No, they are not CURRENTLY sleeping on the streets, they will be when UC cap comes in. Because in the Lords tonight, the tabled amendment for an exception to the cap for people who are at risk of becoming homeless, or those in expensive Temporary Accommodation, was passed. Meaning that if you can't pay the rent in your current home, and are made homeless, the local council will put you in temporary accommodation. That may cost £200+ a week. If this then takes you OVER the UC cap - you will be evicted from teh TEMPORARY HOMELESS ACCOMMODATION. Where will you go then? THE STREETS. It hasn't happened yet. But it WILL.

So it was NOT the 'rise' in housing benefit that pushed rent prices up. It was the fact that DEMAND for social housing outstripped the SUPPLY.if this was true due to the present slump in the housing market there will be many more properties being rented out as owners cannot sell , this will result in/will have resulted in a fall in rents but this has not happened due to subsidy by tax payer This, you have got the wrong end of the stick. Or don't know the subject matter on which you opine. SOCIAL HOUSING IS NOT owned by private people. SOCIAL HOUSING is the council and Housing Association properties. So who exactly is selling them? How can more SOCIAL HOUSING be rented out when the government isn't BUILDING any more?

WHY isn't a cap on private rents for the whole country possible? Genuine question?

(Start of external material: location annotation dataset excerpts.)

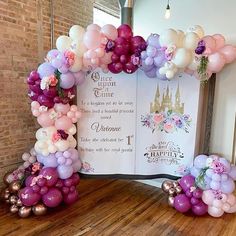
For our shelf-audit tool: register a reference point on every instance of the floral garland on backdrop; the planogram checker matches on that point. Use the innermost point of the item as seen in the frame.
(49, 174)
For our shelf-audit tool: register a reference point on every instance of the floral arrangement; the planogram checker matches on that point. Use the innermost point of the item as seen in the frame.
(207, 189)
(167, 121)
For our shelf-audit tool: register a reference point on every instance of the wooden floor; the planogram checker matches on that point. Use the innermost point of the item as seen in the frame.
(116, 207)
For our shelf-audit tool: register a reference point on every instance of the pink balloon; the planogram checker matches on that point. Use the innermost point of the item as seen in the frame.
(63, 123)
(210, 44)
(63, 108)
(92, 39)
(93, 27)
(110, 31)
(44, 119)
(216, 62)
(220, 41)
(229, 53)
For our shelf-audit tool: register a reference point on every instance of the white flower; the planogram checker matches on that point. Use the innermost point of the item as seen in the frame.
(45, 82)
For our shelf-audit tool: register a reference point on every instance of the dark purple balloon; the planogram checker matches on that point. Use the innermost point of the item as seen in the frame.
(186, 182)
(45, 101)
(52, 198)
(182, 203)
(125, 31)
(51, 92)
(200, 209)
(28, 197)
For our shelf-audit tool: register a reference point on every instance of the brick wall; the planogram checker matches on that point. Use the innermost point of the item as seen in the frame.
(24, 40)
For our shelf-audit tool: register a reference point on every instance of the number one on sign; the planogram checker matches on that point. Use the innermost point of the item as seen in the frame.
(129, 139)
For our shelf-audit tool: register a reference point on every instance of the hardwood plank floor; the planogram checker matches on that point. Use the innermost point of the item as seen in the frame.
(116, 207)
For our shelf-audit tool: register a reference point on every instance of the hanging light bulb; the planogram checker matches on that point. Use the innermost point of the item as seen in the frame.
(167, 13)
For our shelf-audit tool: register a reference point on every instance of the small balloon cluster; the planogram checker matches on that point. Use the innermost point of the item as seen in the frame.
(208, 188)
(126, 51)
(174, 51)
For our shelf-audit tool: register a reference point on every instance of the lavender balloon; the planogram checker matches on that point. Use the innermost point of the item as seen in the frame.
(46, 69)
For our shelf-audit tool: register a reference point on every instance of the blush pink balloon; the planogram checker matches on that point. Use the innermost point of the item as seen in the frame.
(92, 39)
(216, 62)
(63, 123)
(110, 31)
(93, 27)
(210, 43)
(63, 108)
(44, 120)
(220, 41)
(229, 53)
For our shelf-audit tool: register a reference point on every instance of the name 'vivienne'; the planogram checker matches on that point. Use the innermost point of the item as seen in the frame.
(99, 127)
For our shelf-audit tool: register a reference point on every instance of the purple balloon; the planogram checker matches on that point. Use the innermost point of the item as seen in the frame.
(151, 73)
(52, 198)
(186, 182)
(71, 197)
(28, 197)
(200, 209)
(153, 40)
(45, 101)
(50, 174)
(182, 203)
(64, 171)
(79, 77)
(159, 59)
(46, 69)
(67, 80)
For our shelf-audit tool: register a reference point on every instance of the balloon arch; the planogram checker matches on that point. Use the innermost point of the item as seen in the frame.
(49, 174)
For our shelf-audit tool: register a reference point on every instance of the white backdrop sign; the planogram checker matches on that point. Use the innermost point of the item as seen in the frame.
(136, 126)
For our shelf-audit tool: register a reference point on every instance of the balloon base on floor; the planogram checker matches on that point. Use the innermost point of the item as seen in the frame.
(49, 175)
(208, 188)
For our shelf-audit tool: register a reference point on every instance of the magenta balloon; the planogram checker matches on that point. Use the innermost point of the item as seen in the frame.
(182, 203)
(186, 182)
(111, 67)
(50, 174)
(46, 69)
(137, 42)
(45, 101)
(151, 73)
(67, 80)
(200, 209)
(129, 68)
(34, 75)
(51, 92)
(28, 197)
(71, 198)
(115, 58)
(124, 59)
(76, 179)
(125, 31)
(52, 198)
(122, 47)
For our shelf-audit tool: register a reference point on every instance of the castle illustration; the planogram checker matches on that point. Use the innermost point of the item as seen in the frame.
(166, 104)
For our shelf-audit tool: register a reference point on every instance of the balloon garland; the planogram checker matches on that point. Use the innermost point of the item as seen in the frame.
(208, 187)
(49, 173)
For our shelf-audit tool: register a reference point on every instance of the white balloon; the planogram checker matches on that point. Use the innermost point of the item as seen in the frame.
(181, 37)
(167, 37)
(196, 29)
(77, 66)
(194, 64)
(77, 33)
(78, 48)
(182, 58)
(191, 40)
(63, 43)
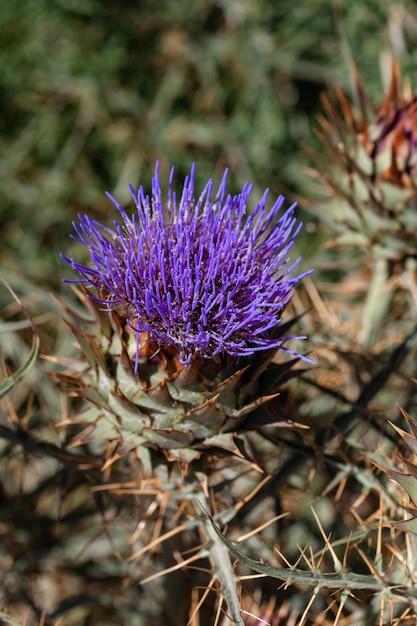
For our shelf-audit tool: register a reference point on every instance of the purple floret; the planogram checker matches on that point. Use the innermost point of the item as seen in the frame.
(201, 274)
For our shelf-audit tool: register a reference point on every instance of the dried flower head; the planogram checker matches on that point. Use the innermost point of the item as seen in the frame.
(369, 174)
(200, 274)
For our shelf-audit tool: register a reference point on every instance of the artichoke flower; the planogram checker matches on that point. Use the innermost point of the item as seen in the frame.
(178, 351)
(182, 293)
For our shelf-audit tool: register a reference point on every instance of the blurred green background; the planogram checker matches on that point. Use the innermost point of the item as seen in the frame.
(92, 93)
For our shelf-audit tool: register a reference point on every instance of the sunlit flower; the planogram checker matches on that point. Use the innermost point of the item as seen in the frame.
(202, 274)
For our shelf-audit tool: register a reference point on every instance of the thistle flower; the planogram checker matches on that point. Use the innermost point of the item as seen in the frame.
(200, 274)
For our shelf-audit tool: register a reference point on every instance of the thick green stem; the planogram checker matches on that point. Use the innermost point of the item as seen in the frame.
(378, 301)
(220, 558)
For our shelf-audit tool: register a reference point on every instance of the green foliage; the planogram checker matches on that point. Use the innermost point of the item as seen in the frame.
(92, 94)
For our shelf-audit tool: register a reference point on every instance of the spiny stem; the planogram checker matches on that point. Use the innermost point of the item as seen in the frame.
(220, 558)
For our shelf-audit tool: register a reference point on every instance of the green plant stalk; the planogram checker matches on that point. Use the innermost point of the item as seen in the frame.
(338, 580)
(220, 558)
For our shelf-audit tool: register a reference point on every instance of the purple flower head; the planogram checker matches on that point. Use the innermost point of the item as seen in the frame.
(201, 274)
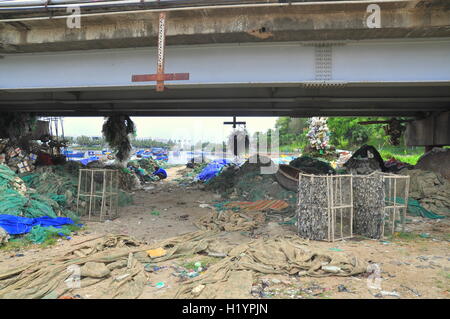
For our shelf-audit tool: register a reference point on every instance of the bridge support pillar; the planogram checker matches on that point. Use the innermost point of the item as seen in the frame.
(429, 132)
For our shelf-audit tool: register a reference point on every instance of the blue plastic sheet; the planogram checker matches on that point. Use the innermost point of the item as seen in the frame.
(212, 169)
(15, 225)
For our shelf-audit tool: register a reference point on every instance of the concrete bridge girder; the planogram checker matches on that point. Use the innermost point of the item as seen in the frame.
(300, 22)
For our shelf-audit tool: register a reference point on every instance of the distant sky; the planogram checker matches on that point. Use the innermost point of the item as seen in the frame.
(185, 128)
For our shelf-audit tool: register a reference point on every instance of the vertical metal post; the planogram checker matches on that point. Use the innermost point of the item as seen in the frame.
(91, 194)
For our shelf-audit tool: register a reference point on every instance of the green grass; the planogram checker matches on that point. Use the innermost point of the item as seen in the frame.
(410, 159)
(206, 261)
(19, 243)
(405, 236)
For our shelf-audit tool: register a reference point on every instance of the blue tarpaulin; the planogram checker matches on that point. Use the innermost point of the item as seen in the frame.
(15, 225)
(160, 171)
(212, 169)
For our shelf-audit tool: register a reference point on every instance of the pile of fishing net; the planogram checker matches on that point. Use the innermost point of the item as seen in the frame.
(233, 276)
(113, 267)
(430, 189)
(230, 221)
(18, 198)
(310, 165)
(107, 261)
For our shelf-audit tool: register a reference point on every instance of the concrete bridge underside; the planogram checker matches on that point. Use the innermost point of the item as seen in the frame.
(409, 78)
(302, 59)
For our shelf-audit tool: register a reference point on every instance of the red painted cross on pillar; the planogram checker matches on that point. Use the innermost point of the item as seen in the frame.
(160, 76)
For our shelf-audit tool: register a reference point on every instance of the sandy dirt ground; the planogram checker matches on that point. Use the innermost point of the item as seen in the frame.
(409, 266)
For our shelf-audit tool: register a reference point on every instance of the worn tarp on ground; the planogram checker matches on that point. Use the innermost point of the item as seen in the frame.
(230, 221)
(50, 278)
(16, 225)
(260, 205)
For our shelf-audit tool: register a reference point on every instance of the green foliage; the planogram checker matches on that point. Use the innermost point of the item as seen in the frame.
(346, 133)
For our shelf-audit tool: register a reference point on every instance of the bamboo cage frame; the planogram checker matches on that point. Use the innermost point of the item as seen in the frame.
(336, 206)
(392, 210)
(107, 194)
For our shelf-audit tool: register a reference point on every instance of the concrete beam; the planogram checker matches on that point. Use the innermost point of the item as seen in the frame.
(300, 22)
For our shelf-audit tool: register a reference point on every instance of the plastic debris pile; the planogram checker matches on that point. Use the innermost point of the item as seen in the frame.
(247, 183)
(319, 134)
(365, 161)
(310, 165)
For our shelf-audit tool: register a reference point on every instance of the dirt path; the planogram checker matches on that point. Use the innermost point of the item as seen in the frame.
(412, 267)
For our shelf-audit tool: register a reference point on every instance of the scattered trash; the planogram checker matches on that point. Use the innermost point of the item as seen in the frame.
(197, 290)
(153, 268)
(158, 252)
(414, 291)
(94, 270)
(387, 294)
(332, 269)
(160, 284)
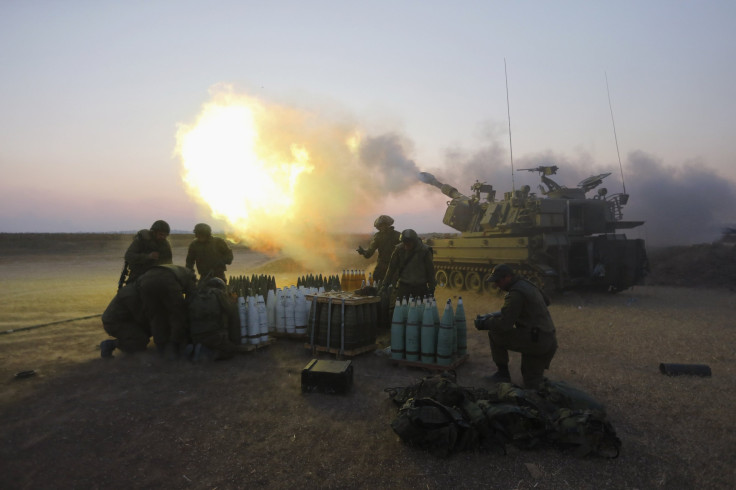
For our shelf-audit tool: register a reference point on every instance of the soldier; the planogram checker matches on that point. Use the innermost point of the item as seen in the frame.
(149, 248)
(124, 319)
(210, 254)
(523, 325)
(162, 290)
(214, 322)
(411, 268)
(384, 241)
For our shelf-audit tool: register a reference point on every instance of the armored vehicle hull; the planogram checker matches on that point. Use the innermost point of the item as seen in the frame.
(560, 241)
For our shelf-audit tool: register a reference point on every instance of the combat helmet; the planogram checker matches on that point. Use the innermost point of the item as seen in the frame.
(202, 229)
(161, 225)
(383, 220)
(409, 236)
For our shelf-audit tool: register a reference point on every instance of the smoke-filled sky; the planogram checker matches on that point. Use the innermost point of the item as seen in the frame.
(95, 98)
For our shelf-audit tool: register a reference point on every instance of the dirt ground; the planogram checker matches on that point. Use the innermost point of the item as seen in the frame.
(141, 422)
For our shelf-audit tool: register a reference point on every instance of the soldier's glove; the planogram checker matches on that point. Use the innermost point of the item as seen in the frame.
(482, 322)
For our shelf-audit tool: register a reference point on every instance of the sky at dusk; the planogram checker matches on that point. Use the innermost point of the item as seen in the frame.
(93, 94)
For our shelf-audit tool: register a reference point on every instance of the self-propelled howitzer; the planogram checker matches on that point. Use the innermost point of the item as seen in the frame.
(559, 240)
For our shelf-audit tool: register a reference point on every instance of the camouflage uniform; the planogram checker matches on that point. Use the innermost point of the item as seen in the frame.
(212, 254)
(524, 326)
(222, 336)
(412, 269)
(162, 291)
(138, 254)
(123, 319)
(384, 242)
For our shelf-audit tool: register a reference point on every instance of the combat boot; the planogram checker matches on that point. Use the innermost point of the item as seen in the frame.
(106, 348)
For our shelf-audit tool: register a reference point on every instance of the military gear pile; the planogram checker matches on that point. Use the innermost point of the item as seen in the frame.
(442, 417)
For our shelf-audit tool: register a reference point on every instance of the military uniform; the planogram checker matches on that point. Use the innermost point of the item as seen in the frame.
(412, 270)
(524, 325)
(218, 335)
(138, 254)
(211, 255)
(384, 242)
(162, 290)
(124, 319)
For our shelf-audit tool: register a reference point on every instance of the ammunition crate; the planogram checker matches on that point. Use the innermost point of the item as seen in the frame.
(332, 377)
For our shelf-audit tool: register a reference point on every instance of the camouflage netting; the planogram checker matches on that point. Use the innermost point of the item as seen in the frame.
(443, 417)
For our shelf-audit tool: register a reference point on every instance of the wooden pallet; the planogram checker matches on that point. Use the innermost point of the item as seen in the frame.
(287, 335)
(336, 350)
(432, 367)
(262, 345)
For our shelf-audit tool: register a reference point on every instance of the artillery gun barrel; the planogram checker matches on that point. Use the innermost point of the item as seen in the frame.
(446, 189)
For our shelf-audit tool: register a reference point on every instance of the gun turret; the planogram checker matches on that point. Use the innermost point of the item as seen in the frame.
(543, 169)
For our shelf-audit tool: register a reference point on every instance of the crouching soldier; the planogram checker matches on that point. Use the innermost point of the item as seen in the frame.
(162, 289)
(124, 319)
(523, 325)
(214, 322)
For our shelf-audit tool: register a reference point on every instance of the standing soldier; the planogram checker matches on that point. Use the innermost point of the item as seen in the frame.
(384, 241)
(411, 268)
(162, 290)
(210, 254)
(214, 322)
(523, 325)
(124, 319)
(149, 248)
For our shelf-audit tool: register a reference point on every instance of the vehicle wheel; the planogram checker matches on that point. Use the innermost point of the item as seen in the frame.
(457, 281)
(473, 282)
(441, 278)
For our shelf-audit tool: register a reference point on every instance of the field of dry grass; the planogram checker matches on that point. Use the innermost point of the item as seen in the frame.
(129, 422)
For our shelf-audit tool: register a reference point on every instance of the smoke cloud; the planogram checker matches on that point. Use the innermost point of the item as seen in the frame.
(681, 205)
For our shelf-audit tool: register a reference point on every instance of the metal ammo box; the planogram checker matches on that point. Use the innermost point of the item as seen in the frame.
(327, 376)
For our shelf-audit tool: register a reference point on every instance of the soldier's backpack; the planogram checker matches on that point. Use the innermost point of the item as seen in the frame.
(205, 314)
(428, 424)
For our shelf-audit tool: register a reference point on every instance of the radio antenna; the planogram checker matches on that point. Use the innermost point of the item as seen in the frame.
(508, 111)
(610, 107)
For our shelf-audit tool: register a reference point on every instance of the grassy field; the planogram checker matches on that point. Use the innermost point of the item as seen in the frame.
(138, 421)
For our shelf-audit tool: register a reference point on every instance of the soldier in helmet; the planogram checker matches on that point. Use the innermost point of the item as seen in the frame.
(523, 325)
(210, 254)
(149, 248)
(214, 322)
(411, 268)
(163, 289)
(384, 242)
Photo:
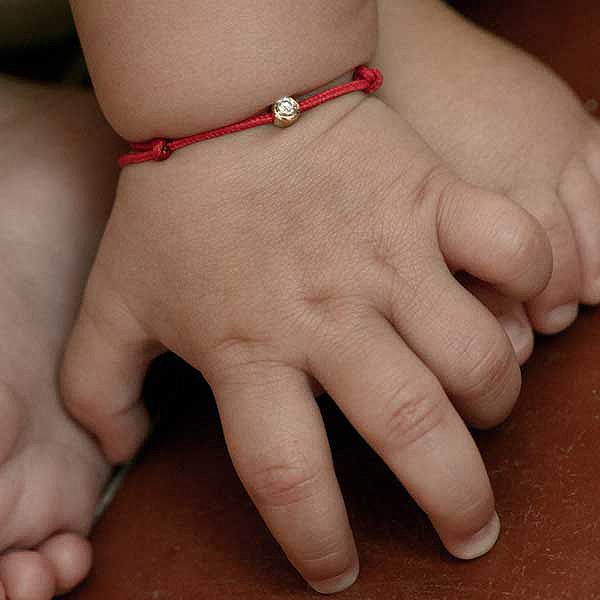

No Landlord, whether the house is in Newcastle or Central London, being able to charge more than a certain figure per week in rent. Why wouldn't that solve this whole crisis? YES some BTL LL's might not be able to keep up with their mortgages on that BTL property, but then the repossessions from that would flood the housing market, thus dropping the prices of houses to a level that first-time buyers could afford. With NO huge Housing Benefits bill, as no LL would be ABLE to charge that figure. Just like the old way it USED to be.

And as for having a house in Notting Hill repossessed - if they were made redundant, they then WOULDN'T have a huge income any longer, hence having their home repossessed (DUH!). So they would be housed by the council in that local council area.

NiceGuy - 65% of Housing Benefits claimants WORK FULL TIME. Full Time. 15% work part time. Maybe due to caring responsibilities, for young children, for special needs children, for an adult child with disabilities, or the claimant has disabilities THEMSELVES that preclude them from working FT. Then just 20% of benefits claimants are unemployed. and a significant portion of THOSE are not expected to seek work due to having a child under 5yo, or being in receipt of ESA, a DISABILITY BENEFIT.